RECUEIL - Faire vœu de ferveur : Mélanie Leblanc, "Encrer l'invisible"

Le jaune solaire de la page de couverture va parfaitement à Mélanie Leblanc, dont on connait l'élan joyeux et l'éblouissante vitalité de son œuvre, souvent, et à juste titre, mise en lumière.

"Encrer l'invisible" nous dit déjà presque tout de ce qui anime la poétesse dans l'écriture. Ce verbe à l’infinitif n’est pas anodin car il introduit d'emblée une action, un mouvement, un « faire poétique » (poïésis). Celui-ci désigne à la fois l'acte, ou plutôt le geste d'écrire lui-même par son matériau et sa matière (« encrer ») et, par l'homonymie des syllabes, la tentative de fixer une pensée, une émotion, une trouvaille dans la forme ou dans la langue, pour enraciner peut-être toujours plus profondément la poésie dans le cœur de nos existences.

Il reste à rendre sensible et saisissable au lecteur la poéticité des choses les plus évanescentes, les plus difficilement discernables aussi ("l'invisible") et les plus fugitives. C'est ce à quoi la poétesse s'emploie en tentant de les capter, de les retenir, même un court instant, et de les inscrire simplement, pour nous qui sommes joyeusement embarqués, sur la page.
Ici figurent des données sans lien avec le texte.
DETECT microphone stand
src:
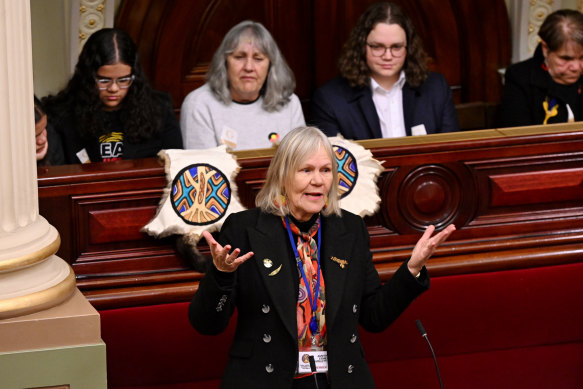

On pressent que l'activité poétique de Mélanie Leblanc est vitale, quasi incessante et qu'elle s'inscrit pleinement ("Je me sais traversé / Je me sais habité" emprunte-t-elle à Guillevic) dans ce « faire » tourné vers les autres et le monde - un faire commun ("ensemble nous / on va") - qui observe, qui rend compte, qui découvre, qui expérimente, qui multiplie, qui recherche, qui trouve, qui célèbre, qui accueille, qui "en appelle", qui "entend", "sen[t]" et "voi[t]"... En un mot, « un faire » qui est aussi un « oser » dont l'inventivité, sans cesse renouvelée, offre, comme l'envol et les murmurations d'un groupe d'oiseaux, dessiné dans la perspective d'une grande vitre fermée, la parfaite illusion d'une liberté retrouvée et d'une confiance affermie en la vie : "ça va la vie on va".

La première partie du recueil dessine une double ambition émancipatrice, à laquelle Mélanie Leblanc souscrit pleinement. La première est la volonté de se libérer de tout carcan ("je coupe"), des certitudes qui nous habitent et des blocages qui nous renferment ("risquer l'envers de soi"), mais également des formes les plus académiques de la poésie, osant ainsi d'autres tentatives, collaboratives, ludiques ("ma main dans la leur" et "nous relier") et artisanales : "écrire / c'est tisser repriser filer broder / retrouver l'aiguille à coudre [...]". 

La deuxième ambition est celle de la curiosité, et du désir permanent d'apprendre ("enseigne-moi") pour réussir à "écrire" justement, selon un triptyque à la visée programmatique : "écrire comme on tisse" / "écrire comme on fleurit" / "écrire comme on joue". Elle est aussi l'expression d'un désir de liberté visible chez l'autrice à son souffle dont on sent la force, la clairvoyance ("se laisser / traverser / pour / exister") et le mouvement continu et maitrisé, mêlé aux mots et au texte qui se construit. Voici le lecteur presque « coaché », s'adonnant aux mêmes mouvements, aux mêmes exercices de souffle, attentif aux signes de son corps – dont on sait toute l'importance en poésie –, et reconnaissant à la poétesse de ce qu'elle partage de sérénité et de générosité vis-à-vis du monde vivant qui l'entoure. C’est à cette nature (flore, faune et éléments inventoriés) à laquelle elle est intrinsèquement liée qu’elle doit toutes ses sagesses, et peut-être ses plus précieuses richesses : l'amour ouvert sur le monde qui sollicite tous les sens, l'écriture bien sûr, et plus généralement la vie elle-même. S'adressant aux abeilles, elle rappelle ainsi : "Albert l'a dit / sans vous ni fleurs / ni fruits ni vie".

Le lecteur est entièrement conquis par la ferveur communicative de Mélanie Leblanc, pour ne pas dire sa foi en la vie, associée à tout ce qu'elle perçoit d'extraordinaire dans l'alchimie du monde qu'elle ne cesse, de pages en pages, de célébrer, quand bien même celui-ci venait à disparaitre : "et quand la terre sera enfin vide / nous dormirons / paisibles".

David Dielen

Mélanie Leblanc, Encrer l'invisible, Le Castor Astral, Collection « Poche / Poésie », 2023, 162 pages.